Nixon originally had a long speech prepared to read during the phone call, but fellow astronaut Frank Borman who flew on the famous Apollo 8 mission, was at the White House as a NASA liaison during Apollo 11 and convinced Nixon to keep his words brief, out of respect of the lunar landing being Kennedy's legacy.

For the 40th anniversary of the moon landing, a group of British scientists reflected on the significance of the moon landing:

"It was carried out in a technically brilliant way with risks taken ... that would be inconceivable in the risk-averse world of today...The Apollo programme is arguably the greatest technical achievement of mankind to date...nothing since Apollo has come close [to] the excitement that was generated by those astronauts - Armstrong, Aldrin and the 10 others who followed them"

Famed CBS news anchor, Walter Cronkite, famously said years later that he had had as much time to prepare for the moon landing as NASA, but when the mission finally landed safely, he was left speechless. Considered by many to be, at the time, the most trusted voice in America, it was Cronkite's emotional reaction to the landing which many people still remember to this day, possibly due to it adding such a human, emotional element to a technological event taking place so far away.

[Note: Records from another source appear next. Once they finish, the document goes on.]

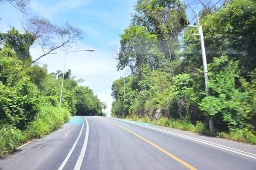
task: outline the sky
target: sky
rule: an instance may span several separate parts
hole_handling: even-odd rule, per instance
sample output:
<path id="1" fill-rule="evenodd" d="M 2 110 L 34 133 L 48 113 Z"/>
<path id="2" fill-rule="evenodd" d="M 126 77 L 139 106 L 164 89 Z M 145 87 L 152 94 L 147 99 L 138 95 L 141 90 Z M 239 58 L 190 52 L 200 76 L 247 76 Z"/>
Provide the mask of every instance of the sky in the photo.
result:
<path id="1" fill-rule="evenodd" d="M 76 79 L 84 80 L 79 85 L 88 86 L 102 102 L 106 103 L 104 112 L 110 113 L 113 99 L 111 96 L 113 82 L 123 75 L 124 71 L 117 71 L 117 62 L 113 58 L 111 47 L 119 44 L 119 35 L 129 26 L 130 14 L 134 13 L 136 0 L 31 0 L 31 12 L 48 18 L 58 25 L 67 21 L 79 27 L 86 35 L 77 42 L 77 47 L 69 51 L 93 48 L 93 52 L 81 51 L 68 54 L 66 71 L 70 69 Z M 0 5 L 0 32 L 5 32 L 14 27 L 22 32 L 21 21 L 25 18 L 17 9 L 6 1 Z M 33 59 L 42 51 L 30 49 Z M 62 71 L 65 52 L 46 56 L 37 64 L 47 64 L 48 73 Z M 128 71 L 128 69 L 125 69 Z"/>
<path id="2" fill-rule="evenodd" d="M 217 0 L 212 0 L 215 3 Z M 123 76 L 124 71 L 117 71 L 117 62 L 113 57 L 111 46 L 119 46 L 119 35 L 129 26 L 130 14 L 134 13 L 133 6 L 137 0 L 30 0 L 31 13 L 48 18 L 59 25 L 67 21 L 79 27 L 86 35 L 85 38 L 77 42 L 78 46 L 69 51 L 93 48 L 92 52 L 81 51 L 69 53 L 65 70 L 71 69 L 76 79 L 84 81 L 79 85 L 88 86 L 102 102 L 107 104 L 104 112 L 110 113 L 113 101 L 111 96 L 113 82 Z M 198 9 L 201 6 L 192 4 Z M 190 17 L 193 14 L 188 7 L 187 14 Z M 0 32 L 5 32 L 10 27 L 22 32 L 21 21 L 26 18 L 17 9 L 6 1 L 0 4 Z M 40 49 L 30 49 L 33 59 L 43 53 Z M 65 51 L 58 51 L 40 59 L 37 64 L 47 64 L 48 73 L 63 70 Z"/>

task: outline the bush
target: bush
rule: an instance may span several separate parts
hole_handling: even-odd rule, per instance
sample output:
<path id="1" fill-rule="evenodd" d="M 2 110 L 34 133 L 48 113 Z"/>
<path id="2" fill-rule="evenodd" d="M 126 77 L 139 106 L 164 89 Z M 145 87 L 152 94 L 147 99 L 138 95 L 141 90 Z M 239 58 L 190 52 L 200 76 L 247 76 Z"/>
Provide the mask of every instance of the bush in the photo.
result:
<path id="1" fill-rule="evenodd" d="M 36 87 L 28 78 L 21 79 L 14 87 L 0 82 L 0 125 L 26 128 L 38 110 L 39 94 Z"/>
<path id="2" fill-rule="evenodd" d="M 35 120 L 23 131 L 9 125 L 0 127 L 0 157 L 14 150 L 17 146 L 32 139 L 42 137 L 59 128 L 70 117 L 68 110 L 53 107 L 49 103 L 42 106 Z"/>
<path id="3" fill-rule="evenodd" d="M 206 127 L 204 123 L 198 121 L 197 121 L 195 125 L 194 125 L 190 121 L 181 119 L 175 120 L 173 118 L 168 119 L 161 117 L 159 120 L 152 121 L 148 116 L 145 116 L 144 118 L 140 118 L 137 115 L 135 115 L 132 119 L 131 119 L 130 116 L 127 116 L 126 119 L 256 144 L 255 133 L 246 128 L 232 130 L 229 133 L 218 131 L 211 132 Z"/>
<path id="4" fill-rule="evenodd" d="M 68 110 L 53 107 L 49 103 L 41 107 L 35 121 L 31 123 L 27 132 L 30 138 L 41 137 L 59 128 L 71 116 Z"/>
<path id="5" fill-rule="evenodd" d="M 8 125 L 0 127 L 0 156 L 12 152 L 25 139 L 20 130 L 15 127 Z"/>

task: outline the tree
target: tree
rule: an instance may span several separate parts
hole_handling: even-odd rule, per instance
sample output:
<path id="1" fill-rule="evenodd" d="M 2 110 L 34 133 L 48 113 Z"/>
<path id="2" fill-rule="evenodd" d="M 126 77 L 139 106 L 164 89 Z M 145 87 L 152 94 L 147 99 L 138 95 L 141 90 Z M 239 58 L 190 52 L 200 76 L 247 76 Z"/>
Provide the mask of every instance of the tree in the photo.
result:
<path id="1" fill-rule="evenodd" d="M 18 59 L 24 60 L 25 56 L 27 55 L 28 60 L 31 61 L 32 58 L 29 51 L 30 47 L 28 48 L 30 42 L 29 36 L 29 34 L 20 33 L 12 27 L 6 33 L 0 34 L 0 44 L 15 51 Z M 31 45 L 33 42 L 30 42 Z"/>
<path id="2" fill-rule="evenodd" d="M 138 75 L 147 63 L 154 65 L 155 59 L 151 54 L 157 51 L 156 35 L 151 34 L 145 27 L 134 26 L 125 29 L 125 33 L 120 37 L 118 70 L 128 66 L 133 73 Z"/>
<path id="3" fill-rule="evenodd" d="M 18 73 L 43 57 L 53 54 L 59 48 L 70 47 L 70 43 L 75 43 L 76 39 L 83 38 L 82 31 L 71 26 L 68 22 L 60 26 L 52 23 L 48 19 L 34 16 L 26 22 L 23 22 L 22 26 L 26 34 L 29 35 L 27 51 L 33 45 L 34 47 L 40 47 L 44 54 L 26 63 L 29 58 L 27 53 Z"/>
<path id="4" fill-rule="evenodd" d="M 157 35 L 160 51 L 170 59 L 172 76 L 172 62 L 179 47 L 178 35 L 187 25 L 185 8 L 178 0 L 138 0 L 134 7 L 137 13 L 132 16 L 131 25 L 146 27 Z M 167 69 L 165 65 L 162 65 Z"/>
<path id="5" fill-rule="evenodd" d="M 21 13 L 26 14 L 27 11 L 27 5 L 30 0 L 5 0 Z M 1 2 L 4 0 L 0 0 Z"/>

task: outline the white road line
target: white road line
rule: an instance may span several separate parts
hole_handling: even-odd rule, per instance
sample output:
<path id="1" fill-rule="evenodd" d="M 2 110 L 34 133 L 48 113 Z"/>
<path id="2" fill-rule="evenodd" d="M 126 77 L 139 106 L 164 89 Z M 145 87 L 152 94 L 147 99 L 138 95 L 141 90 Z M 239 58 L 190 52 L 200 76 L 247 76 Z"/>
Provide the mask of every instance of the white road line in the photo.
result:
<path id="1" fill-rule="evenodd" d="M 80 137 L 81 136 L 81 134 L 82 133 L 82 131 L 83 131 L 83 129 L 84 128 L 84 121 L 83 120 L 83 119 L 82 118 L 81 118 L 81 119 L 82 119 L 82 121 L 83 122 L 83 125 L 82 125 L 82 128 L 81 128 L 81 130 L 80 130 L 80 132 L 79 133 L 79 135 L 78 136 L 78 137 L 77 137 L 77 138 L 76 138 L 76 142 L 74 143 L 73 146 L 72 146 L 71 149 L 70 149 L 70 152 L 68 153 L 68 154 L 67 156 L 67 157 L 64 160 L 64 161 L 63 161 L 63 162 L 62 162 L 62 164 L 61 165 L 61 166 L 60 167 L 59 167 L 59 168 L 58 169 L 58 170 L 62 170 L 62 169 L 63 169 L 63 168 L 64 167 L 64 166 L 65 166 L 65 165 L 67 163 L 67 162 L 68 159 L 69 159 L 70 157 L 71 156 L 71 154 L 72 154 L 72 152 L 73 152 L 73 150 L 74 150 L 74 149 L 75 149 L 75 147 L 76 147 L 76 144 L 77 144 L 77 142 L 78 142 L 78 140 L 79 140 L 79 139 L 80 138 Z"/>
<path id="2" fill-rule="evenodd" d="M 111 119 L 113 119 L 113 118 L 111 118 Z M 173 135 L 177 135 L 177 136 L 180 136 L 180 137 L 183 137 L 183 138 L 185 138 L 188 139 L 190 139 L 190 140 L 194 140 L 194 141 L 197 141 L 198 142 L 203 143 L 204 143 L 205 144 L 208 144 L 208 145 L 209 145 L 212 146 L 214 146 L 215 147 L 218 147 L 219 148 L 221 148 L 221 149 L 223 149 L 223 150 L 228 150 L 228 151 L 230 151 L 230 152 L 234 152 L 234 153 L 238 153 L 238 154 L 240 154 L 240 155 L 243 155 L 243 156 L 244 156 L 249 157 L 250 158 L 253 158 L 254 159 L 256 159 L 256 157 L 255 157 L 252 156 L 250 156 L 250 155 L 246 155 L 246 154 L 244 154 L 244 153 L 240 153 L 239 152 L 236 152 L 236 151 L 234 151 L 234 150 L 230 150 L 230 149 L 228 149 L 224 148 L 223 148 L 223 147 L 221 147 L 218 146 L 216 146 L 216 145 L 221 146 L 223 147 L 225 147 L 228 148 L 229 149 L 232 149 L 233 150 L 236 150 L 236 151 L 239 151 L 239 152 L 243 152 L 244 153 L 246 153 L 247 154 L 249 154 L 254 155 L 254 156 L 256 156 L 256 155 L 252 154 L 252 153 L 248 153 L 247 152 L 244 152 L 244 151 L 241 151 L 241 150 L 237 150 L 237 149 L 234 149 L 234 148 L 231 148 L 231 147 L 226 147 L 226 146 L 223 146 L 223 145 L 220 145 L 220 144 L 215 144 L 215 143 L 211 142 L 210 142 L 205 141 L 205 140 L 202 140 L 202 139 L 199 139 L 194 138 L 194 137 L 190 137 L 190 136 L 186 136 L 186 135 L 182 135 L 182 134 L 178 134 L 178 133 L 175 133 L 175 132 L 169 132 L 169 131 L 167 131 L 167 130 L 163 130 L 162 129 L 158 129 L 158 128 L 153 128 L 153 127 L 149 127 L 148 126 L 145 126 L 144 125 L 141 125 L 141 124 L 139 124 L 138 123 L 134 123 L 134 122 L 131 122 L 125 121 L 122 120 L 121 120 L 121 121 L 125 122 L 128 122 L 128 123 L 132 123 L 133 124 L 137 125 L 139 125 L 139 126 L 144 126 L 144 127 L 146 127 L 146 128 L 151 128 L 151 129 L 152 129 L 156 130 L 157 130 L 161 131 L 166 132 L 166 133 L 168 133 L 172 134 Z M 203 141 L 204 141 L 204 142 L 203 142 Z M 206 142 L 208 142 L 208 143 L 206 143 Z M 211 144 L 209 143 L 211 143 L 211 144 Z"/>
<path id="3" fill-rule="evenodd" d="M 74 168 L 74 170 L 80 170 L 81 166 L 82 165 L 82 162 L 83 162 L 84 155 L 85 154 L 86 147 L 87 147 L 87 143 L 88 143 L 88 138 L 89 137 L 89 124 L 84 117 L 84 119 L 86 122 L 86 134 L 85 134 L 85 138 L 84 139 L 84 142 L 83 147 L 82 147 L 82 150 L 81 150 L 81 152 L 80 153 L 78 159 L 77 159 L 77 161 L 76 162 L 75 168 Z"/>

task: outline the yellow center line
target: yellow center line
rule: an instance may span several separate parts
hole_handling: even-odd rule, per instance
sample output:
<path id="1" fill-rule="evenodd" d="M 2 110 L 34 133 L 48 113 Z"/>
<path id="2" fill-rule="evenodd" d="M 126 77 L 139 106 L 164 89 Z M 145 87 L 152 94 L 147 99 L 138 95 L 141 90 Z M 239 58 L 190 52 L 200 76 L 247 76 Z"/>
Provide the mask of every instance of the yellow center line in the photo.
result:
<path id="1" fill-rule="evenodd" d="M 168 152 L 167 152 L 167 151 L 166 151 L 164 149 L 163 149 L 162 148 L 161 148 L 160 147 L 159 147 L 157 145 L 155 144 L 154 144 L 153 143 L 152 143 L 151 142 L 150 142 L 150 141 L 149 141 L 146 139 L 145 139 L 143 137 L 142 137 L 142 136 L 140 136 L 140 135 L 137 134 L 137 133 L 134 133 L 133 132 L 132 132 L 130 130 L 128 130 L 128 129 L 126 129 L 126 128 L 125 128 L 123 127 L 122 126 L 121 126 L 120 125 L 117 125 L 117 124 L 116 124 L 115 123 L 113 123 L 113 122 L 112 122 L 108 121 L 108 120 L 106 120 L 105 119 L 103 119 L 103 118 L 100 118 L 100 118 L 101 119 L 102 119 L 103 120 L 105 120 L 106 121 L 108 121 L 108 122 L 111 122 L 111 123 L 113 123 L 113 124 L 115 125 L 116 126 L 119 126 L 120 128 L 122 128 L 124 129 L 124 130 L 127 130 L 129 132 L 130 132 L 130 133 L 132 133 L 134 135 L 135 135 L 135 136 L 139 137 L 141 139 L 142 139 L 144 140 L 144 141 L 146 141 L 149 144 L 151 144 L 151 145 L 152 145 L 153 146 L 154 146 L 157 148 L 159 150 L 161 150 L 162 152 L 163 152 L 164 153 L 167 154 L 168 155 L 169 155 L 169 156 L 171 156 L 172 158 L 176 160 L 176 161 L 177 161 L 177 162 L 178 162 L 182 164 L 183 165 L 186 166 L 187 167 L 189 168 L 190 169 L 193 170 L 196 170 L 196 169 L 195 169 L 194 167 L 192 167 L 190 165 L 187 164 L 184 161 L 182 161 L 181 159 L 180 159 L 177 158 L 177 157 L 176 157 L 174 155 L 173 155 L 170 153 L 169 153 Z"/>

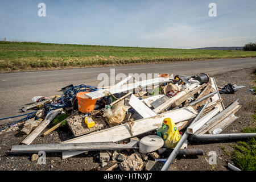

At the time of the landing in the 1960's, America was at war in Vietnam, undergoing major cultural upheaval with the civil rights movement and had suffered through the assassinations of John F. Kennedy, his brother Robert and Martin Luther King Jr., yet for a brief moment on a summers morning, a quarter of a million miles away from any other human being (except for Collins orbiting above in the Columbia), 2 men looked back at the Earth and saw, what Carl Sagan would described years later as being the place where,

"On it everyone you love, everyone you know, everyone you ever heard of, every human being who ever was, lived out their lives. The aggregate of our joy and suffering, thousands of confident religions, ideologies, and economic doctrines, every hunter and forager, every hero and coward, every creator and destroyer of civilization, every king and peasant, every young couple in love, every mother and father, hopeful child, inventor and explorer, every teacher of morals, every corrupt politician, every "superstar," every "supreme leader," every saint and sinner in the history of our species lived there – on a mote of dust suspended in a sunbeam.

The Earth is a very small stage in a vast cosmic arena."